Fundamental Characterization of Conductive Intracardiac Communication for Leadless Multisite Pacemaker Systems.

Abstract

A new generation of leadless cardiac pacemakers effectively overcomes the main limitations of conventional devices, but only offer single-chamber pacing, although dual-chamber or multisite pacing is highly desirable for most patients. The combination of several leadless pacemakers could facilitate a leadless multisite pacemaker but requires an energy-efficient wireless communication for device synchronization. This study investigates the characteristics of conductive intracardiac communication between leadless pacemakers to provide a basis for future designs of leadless multisite pacemaker systems. Signal propagation and impedance behavior of blood and heart tissue were examined by in vitro and in vivo measurements on domestic pig hearts and by finite-element simulations in the frequency range of 1 kHz to 1 MHz. A better signal transmission was obtained for frequencies higher than 10 kHz.
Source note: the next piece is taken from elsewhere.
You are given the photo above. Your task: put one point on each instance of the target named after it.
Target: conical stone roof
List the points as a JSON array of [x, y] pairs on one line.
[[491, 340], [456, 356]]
The influence of a variety of practical parameters on signal transmission could be identified. A larger distance between pacemakers increases signal attenuation. A better signal transmission is obtained through larger inter-electrode distances and a larger electrode surface area. Furthermore, the influence of pacemaker encapsulation and relative device orientation was assessed. This study suggests that conductive intracardiac communication is well suited to be incorporated in leadless pacemakers. It potentially offers very low power consumption using low communication frequencies. The presented technique enables highly desired leadless multisite pacing in near future.